2. The system of claim 1, wherein obtaining the plurality of images further comprises extracting the corresponding machine setting.

3. The system of claim 1, wherein determining the alignment differences comprises using the corresponding machine setting and the layout data to align the plurality of features on the plurality of images with the corresponding features in the layout data.

4. The system of claim 1, wherein modeling the alignment differences comprises using a model based on the corresponding machine setting.

5. The system of claim 4, wherein the corresponding machine setting comprises a plurality of deflector signal frequencies.

6. The system of claim 4, wherein the model characterizes higher order distortions.

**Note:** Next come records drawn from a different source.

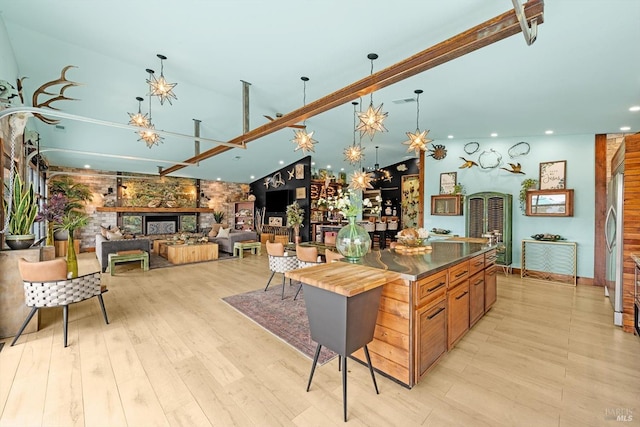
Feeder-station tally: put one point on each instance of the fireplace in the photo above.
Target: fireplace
(160, 224)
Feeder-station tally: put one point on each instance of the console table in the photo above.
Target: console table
(550, 260)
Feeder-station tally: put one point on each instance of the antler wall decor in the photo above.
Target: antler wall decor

7. The system of claim 4, wherein the model comprises a plurality of models, including at least one model corresponding to a first dimension of the alignment differences and at least one model corresponding to a second dimension of the alignment differences.

8. The system of claim 1, wherein the adjustment is a distortion correction.

9. The system of claim 1, wherein the circuitry is further configured to cause the system to perform determining a plurality of metrology errors associated with the alignment differences and tuning the modeling based on the plurality of metrology errors.

10. The system of claim 1, wherein the circuitry is further configured to cause the system to perform extracting a plurality of measurements from the adjusted at least one image.

11. A non-transitory computer readable medium that stores a set of instructions that is executable by at least one processor of a computing device to cause the computing device to perform a method for distortion adjustment, the method comprising: obtaining a plurality of images; determining alignment differences between a plurality of features on the plurality of images and corresponding features in layout data corresponding to the plurality of images; modeling the alignment differences; and adjusting at least one of: a machine setting corresponding to obtaining the plurality of images; or at least one feature of the plurality of features on at least one image of the plurality of images using the modeling.

12. The non-transitory computer readable medium of claim 11, wherein obtaining the plurality of images further comprises extracting the corresponding machine setting.

13. The non-transitory computer readable medium of claim 11, wherein determining the alignment differences comprises using the corresponding machine setting and the layout data to align the plurality of features on the plurality of images with the corresponding features in the layout data.

14. The non-transitory computer readable medium of claim 11, wherein modeling the alignment differences comprises using a model based on the corresponding machine setting.

15. The non-transitory computer readable medium of claim 14, wherein the corresponding machine setting comprises a plurality of deflector signal frequencies.